Mobile and remote delegation

Remote control surfaces the community describes as “Codex from a walk” or “fix tests via Telegram”:

• Delegated runs: trigger tests, linters, or packaging on a machine you control.
• Status threads: progress every N iterations, logs attached, clear done/fail.
• Cross-device continuity: start on phone, continue on desktop without re-explaining the repo.

This is not “replace your IDE”—it is orchestration and visibility when you are away from the desk.

• Channels map naturally to “message like a coworker” UX.
• Timelines and artifacts show what ran—critical when you are not watching the screen.
• Sandboxing and approvals reduce the chance of remote-triggered destruction.
• Multi-provider routing fits “cheap model for triage, strong model for the hard part.”
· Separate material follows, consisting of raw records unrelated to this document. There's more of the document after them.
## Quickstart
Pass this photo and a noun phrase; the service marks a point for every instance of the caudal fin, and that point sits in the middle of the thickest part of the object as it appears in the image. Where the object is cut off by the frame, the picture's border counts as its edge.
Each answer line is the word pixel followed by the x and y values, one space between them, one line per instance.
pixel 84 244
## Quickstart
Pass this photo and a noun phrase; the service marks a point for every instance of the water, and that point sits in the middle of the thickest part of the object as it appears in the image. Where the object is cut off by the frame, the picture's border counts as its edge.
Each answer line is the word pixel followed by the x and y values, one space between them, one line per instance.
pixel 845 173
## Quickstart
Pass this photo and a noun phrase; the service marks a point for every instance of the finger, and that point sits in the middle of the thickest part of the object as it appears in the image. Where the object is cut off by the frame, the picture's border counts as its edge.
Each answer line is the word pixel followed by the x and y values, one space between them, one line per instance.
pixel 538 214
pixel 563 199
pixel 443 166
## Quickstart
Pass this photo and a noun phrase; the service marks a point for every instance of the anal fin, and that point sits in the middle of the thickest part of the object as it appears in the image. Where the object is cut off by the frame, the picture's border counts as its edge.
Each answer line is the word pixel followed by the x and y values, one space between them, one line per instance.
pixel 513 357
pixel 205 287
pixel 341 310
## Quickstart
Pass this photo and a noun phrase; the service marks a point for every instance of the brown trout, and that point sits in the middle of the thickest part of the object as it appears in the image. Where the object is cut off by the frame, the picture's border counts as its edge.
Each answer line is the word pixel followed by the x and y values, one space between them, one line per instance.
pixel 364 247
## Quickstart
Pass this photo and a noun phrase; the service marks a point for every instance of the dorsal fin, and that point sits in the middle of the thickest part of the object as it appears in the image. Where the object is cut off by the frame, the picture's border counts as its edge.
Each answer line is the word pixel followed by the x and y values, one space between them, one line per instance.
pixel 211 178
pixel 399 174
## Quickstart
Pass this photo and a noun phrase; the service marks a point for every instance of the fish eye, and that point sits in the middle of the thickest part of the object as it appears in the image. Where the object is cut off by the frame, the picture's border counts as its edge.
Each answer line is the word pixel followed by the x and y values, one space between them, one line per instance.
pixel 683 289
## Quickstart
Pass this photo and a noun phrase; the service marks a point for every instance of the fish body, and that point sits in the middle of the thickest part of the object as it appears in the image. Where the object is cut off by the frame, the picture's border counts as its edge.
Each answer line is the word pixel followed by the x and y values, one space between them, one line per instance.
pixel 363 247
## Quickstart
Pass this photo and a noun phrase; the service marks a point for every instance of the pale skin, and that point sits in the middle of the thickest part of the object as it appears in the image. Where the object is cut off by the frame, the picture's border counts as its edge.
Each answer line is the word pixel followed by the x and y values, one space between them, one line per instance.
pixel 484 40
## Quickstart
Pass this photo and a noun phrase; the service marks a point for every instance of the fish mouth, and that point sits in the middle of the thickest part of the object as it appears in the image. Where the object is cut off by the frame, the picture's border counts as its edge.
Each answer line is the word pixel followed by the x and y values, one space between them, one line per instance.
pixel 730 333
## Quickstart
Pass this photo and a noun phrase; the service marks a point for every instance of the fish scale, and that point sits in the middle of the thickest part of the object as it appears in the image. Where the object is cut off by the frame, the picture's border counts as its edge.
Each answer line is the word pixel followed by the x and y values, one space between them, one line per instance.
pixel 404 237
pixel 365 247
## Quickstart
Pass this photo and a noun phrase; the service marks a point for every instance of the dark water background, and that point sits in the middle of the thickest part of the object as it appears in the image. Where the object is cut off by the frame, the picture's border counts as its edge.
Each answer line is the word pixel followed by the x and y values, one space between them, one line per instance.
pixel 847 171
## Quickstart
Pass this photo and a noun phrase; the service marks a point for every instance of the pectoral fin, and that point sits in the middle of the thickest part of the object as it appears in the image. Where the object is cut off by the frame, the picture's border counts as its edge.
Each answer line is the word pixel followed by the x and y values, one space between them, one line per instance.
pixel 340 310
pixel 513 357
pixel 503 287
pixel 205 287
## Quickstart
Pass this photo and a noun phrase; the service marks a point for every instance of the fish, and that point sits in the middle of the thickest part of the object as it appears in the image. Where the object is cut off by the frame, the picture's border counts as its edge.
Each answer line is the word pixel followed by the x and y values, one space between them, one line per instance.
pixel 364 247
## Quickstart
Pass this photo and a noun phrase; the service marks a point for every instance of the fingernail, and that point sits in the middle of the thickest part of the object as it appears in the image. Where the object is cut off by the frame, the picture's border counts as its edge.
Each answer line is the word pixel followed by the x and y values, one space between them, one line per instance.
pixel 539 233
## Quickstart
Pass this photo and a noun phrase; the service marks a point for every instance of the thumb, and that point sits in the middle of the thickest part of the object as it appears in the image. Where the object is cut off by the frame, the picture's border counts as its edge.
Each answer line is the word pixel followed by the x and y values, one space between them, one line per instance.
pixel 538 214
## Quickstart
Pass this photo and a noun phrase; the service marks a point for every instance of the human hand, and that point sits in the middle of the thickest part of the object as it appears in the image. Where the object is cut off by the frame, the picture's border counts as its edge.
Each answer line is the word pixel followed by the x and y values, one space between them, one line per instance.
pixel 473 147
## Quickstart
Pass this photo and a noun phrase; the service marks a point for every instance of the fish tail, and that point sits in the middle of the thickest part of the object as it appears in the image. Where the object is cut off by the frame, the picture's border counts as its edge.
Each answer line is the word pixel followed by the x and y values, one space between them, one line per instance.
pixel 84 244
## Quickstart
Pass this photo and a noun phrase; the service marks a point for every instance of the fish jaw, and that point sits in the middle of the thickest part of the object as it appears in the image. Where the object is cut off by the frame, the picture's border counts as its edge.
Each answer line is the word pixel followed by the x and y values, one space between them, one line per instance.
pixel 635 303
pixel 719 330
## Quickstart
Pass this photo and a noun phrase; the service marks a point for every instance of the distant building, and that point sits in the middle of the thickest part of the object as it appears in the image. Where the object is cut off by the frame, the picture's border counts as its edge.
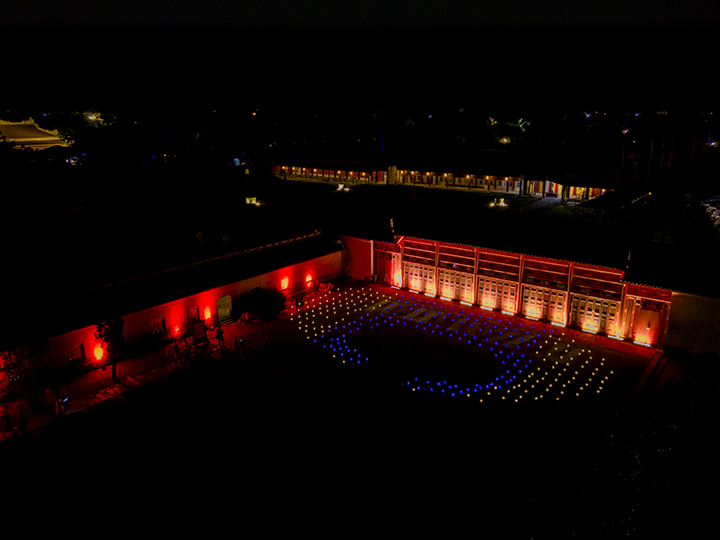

1. Define allowed commands remote users (you) may trigger.
2. Require branch isolation—no direct pushes to protected branches from automation.
3. Stream incremental output so long runs do not look hung.
4. Cap concurrency so three phones do not start three full builds.
5. Alert on failure with enough context to fix from mobile.

• Stable network path to the runner (VPN, tailscale, or SSH host as appropriate).
• Identity: ensure only you can trigger expensive or destructive jobs.

1. Dry-run a harmless command from the messenger surface.
2. Add test or lint jobs with short timeouts.
3. Add build jobs with artifacts you can inspect from chat.
4. Harden secrets: env injection, not pasted keys.
5. Retrospective after first week: what failed silently?

• “What evidence will you post if tests fail?”
• “Refuse to run if working tree is dirty—explain why.”
• “Summarize blast radius before starting this job.”

• Kill switch tested from the phone interface.
• Cost limits understood for cloud minutes or API calls.
• Teammates know this is your runner, not shared prod.

• Long-running jobs that drain battery or money unattended.
• Ambiguous natural language triggering the wrong script.
• Leaking repo paths or customer names into chat logs.